The first kind is a real bet on the model’s limits. My agent loop used to stop and ask me to approve each step, because I did not trust it to run unattended. A stronger model earned the trust, the per-step prompts came out, and the loop went autonomous. That was the model paying out a bet I had made against it.

The second kind was never about the model at all. My coordinator used to hand work to its sub-agents through files on disk — a spec file, an issue file, a review-output file — because that was how state moved between them. Then a small tooling change let each agent read the issue and post its own result directly, and the files were gone. No model release did that. It was scaffolding I had mistaken for structure.

Only the first kind compounds, which is why the audit runs as a routine and not a cleanup. Deleting a dead gate is the work most teams skip, because a gate that no longer does anything still reads as safety.
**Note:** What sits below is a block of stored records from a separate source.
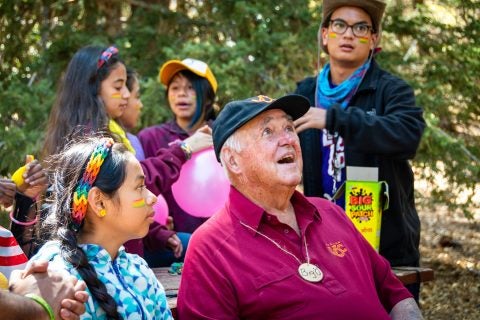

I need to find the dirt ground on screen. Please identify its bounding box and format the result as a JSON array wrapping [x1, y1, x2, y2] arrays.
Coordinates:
[[418, 201, 480, 320]]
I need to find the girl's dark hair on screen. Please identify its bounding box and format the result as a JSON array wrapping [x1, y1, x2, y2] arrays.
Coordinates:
[[165, 70, 215, 128], [42, 46, 123, 158], [127, 68, 138, 93], [40, 137, 128, 319]]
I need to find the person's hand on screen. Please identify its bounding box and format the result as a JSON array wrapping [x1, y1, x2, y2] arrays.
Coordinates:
[[18, 159, 48, 198], [293, 107, 327, 133], [0, 178, 17, 207], [10, 261, 88, 320], [165, 216, 175, 230], [167, 234, 183, 258], [184, 125, 213, 153]]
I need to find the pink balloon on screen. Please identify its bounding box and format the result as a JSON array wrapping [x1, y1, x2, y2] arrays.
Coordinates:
[[172, 147, 230, 218], [153, 194, 168, 225]]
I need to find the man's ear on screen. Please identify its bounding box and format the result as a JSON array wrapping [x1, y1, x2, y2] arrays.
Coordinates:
[[221, 147, 241, 174], [87, 187, 106, 216]]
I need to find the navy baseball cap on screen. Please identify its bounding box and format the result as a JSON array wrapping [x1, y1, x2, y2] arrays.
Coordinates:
[[212, 94, 310, 162]]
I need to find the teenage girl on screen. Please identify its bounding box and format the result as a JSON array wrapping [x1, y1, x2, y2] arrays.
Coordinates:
[[32, 138, 172, 319], [138, 58, 217, 267]]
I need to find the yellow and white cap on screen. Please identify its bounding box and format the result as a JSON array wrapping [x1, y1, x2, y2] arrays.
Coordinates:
[[158, 58, 218, 93]]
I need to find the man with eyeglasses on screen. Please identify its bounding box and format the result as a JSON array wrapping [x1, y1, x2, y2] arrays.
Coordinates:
[[295, 0, 425, 302]]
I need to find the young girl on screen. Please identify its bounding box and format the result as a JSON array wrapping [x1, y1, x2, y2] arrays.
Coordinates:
[[116, 69, 184, 264], [138, 58, 217, 266], [32, 138, 172, 319], [43, 46, 188, 256], [43, 46, 186, 194], [116, 68, 145, 160]]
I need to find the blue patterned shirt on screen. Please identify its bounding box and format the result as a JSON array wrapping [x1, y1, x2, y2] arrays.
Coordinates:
[[31, 241, 173, 320]]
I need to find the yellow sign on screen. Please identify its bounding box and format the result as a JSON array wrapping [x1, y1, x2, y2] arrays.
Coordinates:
[[345, 180, 388, 252]]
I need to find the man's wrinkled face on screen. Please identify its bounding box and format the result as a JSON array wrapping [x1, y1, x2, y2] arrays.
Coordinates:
[[235, 109, 303, 188]]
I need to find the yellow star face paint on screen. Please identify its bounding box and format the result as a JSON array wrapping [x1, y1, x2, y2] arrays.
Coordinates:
[[132, 198, 145, 208]]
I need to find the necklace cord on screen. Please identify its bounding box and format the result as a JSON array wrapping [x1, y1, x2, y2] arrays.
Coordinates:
[[240, 221, 310, 265]]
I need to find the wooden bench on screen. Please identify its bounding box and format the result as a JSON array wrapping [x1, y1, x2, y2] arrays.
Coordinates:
[[152, 267, 434, 318]]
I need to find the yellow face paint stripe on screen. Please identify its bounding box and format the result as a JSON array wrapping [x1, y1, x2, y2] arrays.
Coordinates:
[[132, 198, 145, 208], [358, 38, 368, 43]]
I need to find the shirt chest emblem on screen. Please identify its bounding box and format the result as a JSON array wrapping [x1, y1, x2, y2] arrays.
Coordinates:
[[326, 241, 348, 258]]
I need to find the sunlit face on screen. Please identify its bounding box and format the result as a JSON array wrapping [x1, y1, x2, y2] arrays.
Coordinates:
[[100, 63, 130, 119], [119, 79, 143, 130], [322, 7, 377, 68], [103, 154, 157, 242], [235, 109, 303, 188], [168, 73, 197, 123]]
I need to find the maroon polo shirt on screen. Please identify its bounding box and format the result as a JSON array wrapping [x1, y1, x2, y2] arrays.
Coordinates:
[[177, 187, 412, 320]]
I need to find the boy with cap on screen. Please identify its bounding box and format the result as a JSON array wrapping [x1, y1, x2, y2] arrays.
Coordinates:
[[177, 95, 421, 320], [138, 58, 218, 267], [295, 0, 425, 301]]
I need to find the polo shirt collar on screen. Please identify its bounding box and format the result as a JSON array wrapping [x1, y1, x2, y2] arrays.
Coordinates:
[[227, 186, 321, 233]]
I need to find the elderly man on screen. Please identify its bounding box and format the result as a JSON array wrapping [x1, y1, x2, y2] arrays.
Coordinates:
[[177, 95, 421, 319], [295, 0, 425, 300]]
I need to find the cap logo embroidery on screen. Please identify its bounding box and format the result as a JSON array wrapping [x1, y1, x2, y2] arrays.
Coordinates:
[[182, 58, 208, 74], [326, 241, 348, 258], [252, 95, 275, 103]]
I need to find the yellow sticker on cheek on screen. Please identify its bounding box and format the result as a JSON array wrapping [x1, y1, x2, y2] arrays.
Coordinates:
[[132, 198, 145, 208]]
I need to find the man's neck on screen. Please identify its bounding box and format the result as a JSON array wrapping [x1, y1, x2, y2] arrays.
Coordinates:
[[330, 59, 365, 85], [238, 187, 300, 234]]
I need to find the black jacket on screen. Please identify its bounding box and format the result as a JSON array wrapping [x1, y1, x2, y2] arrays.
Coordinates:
[[295, 61, 425, 266]]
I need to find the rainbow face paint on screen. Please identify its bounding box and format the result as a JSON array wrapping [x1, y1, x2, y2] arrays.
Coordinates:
[[132, 198, 145, 208], [358, 37, 368, 44]]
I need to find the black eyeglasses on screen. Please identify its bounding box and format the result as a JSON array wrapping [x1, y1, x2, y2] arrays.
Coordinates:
[[330, 19, 373, 37]]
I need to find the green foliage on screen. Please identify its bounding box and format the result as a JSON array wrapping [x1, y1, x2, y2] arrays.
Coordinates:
[[0, 0, 480, 214]]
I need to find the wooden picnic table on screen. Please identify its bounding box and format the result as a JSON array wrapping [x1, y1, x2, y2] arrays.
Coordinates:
[[152, 267, 434, 318]]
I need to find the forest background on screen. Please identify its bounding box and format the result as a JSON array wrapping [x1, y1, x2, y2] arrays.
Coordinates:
[[0, 0, 480, 320]]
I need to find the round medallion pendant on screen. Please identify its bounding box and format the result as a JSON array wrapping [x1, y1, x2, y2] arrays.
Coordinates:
[[298, 263, 323, 282]]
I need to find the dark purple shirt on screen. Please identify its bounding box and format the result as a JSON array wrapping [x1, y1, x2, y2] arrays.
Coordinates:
[[177, 187, 411, 320], [138, 120, 207, 233], [124, 132, 176, 257]]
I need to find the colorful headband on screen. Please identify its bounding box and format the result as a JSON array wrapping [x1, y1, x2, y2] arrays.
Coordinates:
[[97, 46, 118, 70], [71, 138, 113, 232]]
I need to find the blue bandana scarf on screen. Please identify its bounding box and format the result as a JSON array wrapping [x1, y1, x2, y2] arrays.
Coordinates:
[[315, 59, 371, 208]]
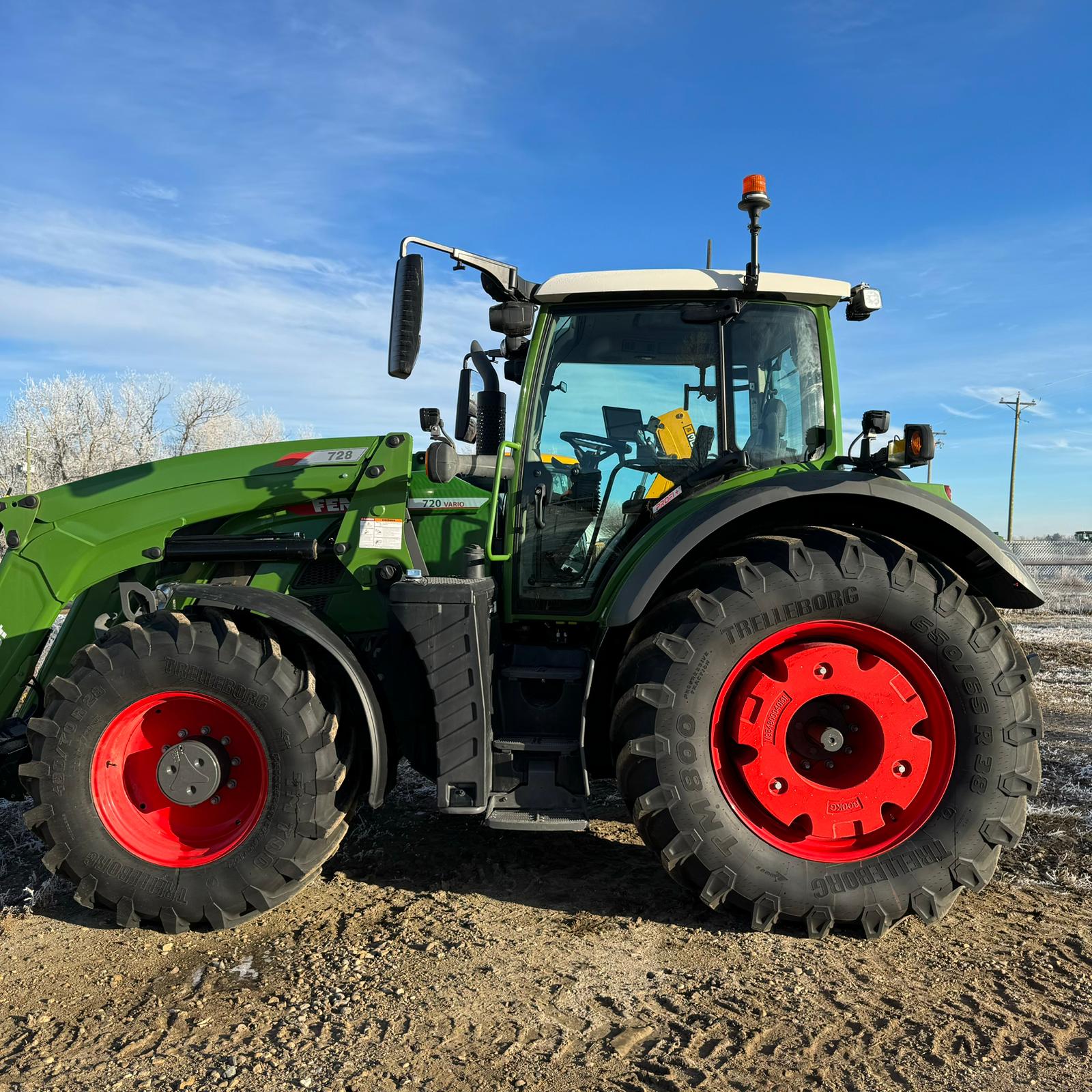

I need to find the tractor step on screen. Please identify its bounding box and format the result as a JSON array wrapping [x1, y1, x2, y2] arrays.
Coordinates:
[[390, 577, 493, 815], [485, 811, 588, 831], [493, 736, 580, 755]]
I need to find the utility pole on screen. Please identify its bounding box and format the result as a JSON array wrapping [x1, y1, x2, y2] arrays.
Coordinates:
[[998, 391, 1039, 542], [925, 429, 948, 483]]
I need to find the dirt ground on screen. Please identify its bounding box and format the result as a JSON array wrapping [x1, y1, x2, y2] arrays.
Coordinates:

Then you go looking for the new failure surface, because there always is one. A model that writes better code fails in subtler ways. It is confidently wrong about more sophisticated things. The gate that caught last year’s mistakes will not see this year’s. Finding the new edge before your customers do is not panic; it is a routine you run every release, and each time you run it you pull a little further ahead of the team relearning it from their first outage.

None of this is free, and it is not for every team. Running the audit every release is a standing tax, and a smaller shop will pin the model for six months and eat the staleness instead — often the right call. But staleness is not static. The model keeps moving whether you audit or not, the un-audited harness keeps rotting, and the distance between the team that re-derives and the team that waits is set by a release cadence neither of them controls.

The line keeps moving

There is an obvious objection to all of this. The labs are already selling the part I called un-rentable. Managed Agents productized the loop, the sandbox, and the session log a year after everyone started writing them by hand, and the line between rent and build does not hold still. It moves outward every release, and verification on your own data is the next thing they reach for.
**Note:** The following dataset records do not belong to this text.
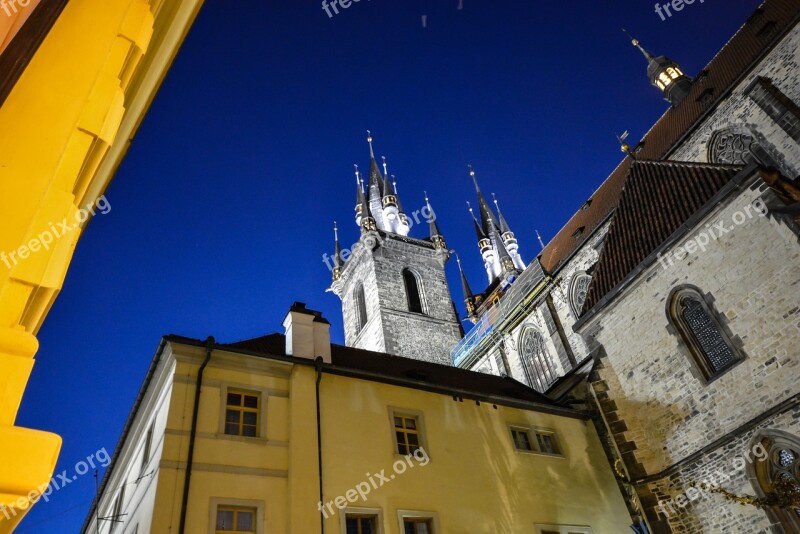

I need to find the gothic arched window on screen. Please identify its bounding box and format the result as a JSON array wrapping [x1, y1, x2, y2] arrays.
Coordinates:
[[669, 286, 743, 380], [569, 272, 592, 317], [519, 328, 556, 392], [353, 284, 368, 332], [403, 269, 425, 313], [749, 431, 800, 532]]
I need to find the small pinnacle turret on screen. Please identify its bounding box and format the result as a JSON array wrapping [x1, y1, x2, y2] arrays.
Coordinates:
[[622, 30, 693, 106], [332, 221, 344, 282], [425, 191, 447, 250]]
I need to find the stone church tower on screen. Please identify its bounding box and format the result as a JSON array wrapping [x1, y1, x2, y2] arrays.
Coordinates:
[[330, 136, 463, 365]]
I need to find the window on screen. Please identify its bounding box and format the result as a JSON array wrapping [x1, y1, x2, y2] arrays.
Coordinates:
[[403, 269, 425, 313], [519, 328, 556, 392], [403, 517, 433, 534], [344, 514, 378, 534], [353, 284, 367, 332], [225, 390, 259, 438], [569, 272, 592, 317], [511, 428, 533, 451], [511, 427, 562, 456], [669, 286, 743, 380], [394, 414, 421, 454], [745, 76, 800, 143], [748, 430, 800, 532], [139, 423, 155, 479], [215, 506, 256, 534]]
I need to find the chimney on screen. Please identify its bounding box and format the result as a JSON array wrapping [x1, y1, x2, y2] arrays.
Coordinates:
[[283, 302, 331, 363]]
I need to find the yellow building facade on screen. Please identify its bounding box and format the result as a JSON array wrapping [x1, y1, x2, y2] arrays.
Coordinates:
[[83, 304, 631, 534], [0, 0, 202, 533]]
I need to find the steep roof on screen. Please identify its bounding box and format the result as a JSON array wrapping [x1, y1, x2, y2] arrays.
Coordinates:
[[583, 161, 743, 310], [223, 334, 568, 417], [539, 0, 800, 273]]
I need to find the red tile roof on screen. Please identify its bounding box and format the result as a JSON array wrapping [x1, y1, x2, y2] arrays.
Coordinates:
[[539, 0, 800, 273], [583, 161, 742, 316]]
So why bet on the evaluator surviving? Not because a vendor can’t build an evaluation framework. They will, and you should use it the day it ships. The reason is narrower and harder to copy: what makes your evaluator correct is the ledger of incidents behind it, and that ledger is written in an ink the vendor cannot read. Your outages. Your data. The way your customers actually break things. They can ship the frame. They cannot ship the contents.

It lives in the team, not the repo

So what is the asset, exactly.

Not the harness. Part one already conceded that one: it depreciates, the model eats pieces of it, the leaner version next quarter is the better one. Not the skills files either; those copy too.

The asset is the judgment that decides which gate to delete and which to keep. That judgment does not live in the repo. It lives in the people who were there for the incidents, who know which failures were flukes and which were the model telling them something, who can read a new release and re-derive the harness in a week instead of relearning it over a quarter of outages.

You could hand a competitor the entire system and they would still be behind, because what you built was never the code. It is a team that knows where this specific system breaks, and how fast it stops breaking that way.

The model is rented, and it gets better on someone else’s schedule. The harness is owned, and it rots on yours. The work is keeping it from rotting. The people who can do that work the week the model moves are the only part of this that was ever a moat.